I tell social workers all the time that if they do what the MCA says then Section 5 of the Act will protect them from liability. But how could a social worker trying to defend the right of a person to make an unwise decision deal with such ward staff or police officers or concerned neighbours telling them that they must do something and citing the new law? Who among us wouldn’t be more worried about their job than the rights of the relevant person? The MCA is already intentionally used against people so what then would be the chances of a person unfortunate enough to be objectively considered ‘vulnerable’ appearing on the radar of health and social care retaining their autonomy?  See the case of Fluffy the Cat if you don’t believe this to be the case – https://ukhumanrightsblog.com/2015/01/29/what-price-liberty-damages-dols-and-a-cat-named-fluffy/

By the way, in time Emma found a real friend and moved out of the care home and into a shared flat and those two women lost their free money.
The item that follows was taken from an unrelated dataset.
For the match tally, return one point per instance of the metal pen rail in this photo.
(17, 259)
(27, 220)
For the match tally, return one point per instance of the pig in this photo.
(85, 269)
What she had needed was support from her social workers, not for her social workers to decide what was best for her.

Ian Burgess, BIA and MCA Professional Practice Lead, on behalf of the Adult Principal Social Worker Network in England

 

Lymbery, M (1998). Care Management and Professional Autonomy: The Impact of Community Care Legislation on Social Work with Older People. The British Journal of Social Work 28, 836-878.

Munby, Lord Justice (2011). Safeguarding and Dignity: When is Safeguarding Abuse: Keynote address by Lord Justice Munby to the Rotherham, Doncaster and South Humber Mental Health NSH Foundation Trust’s AMPH and Social Care Conference.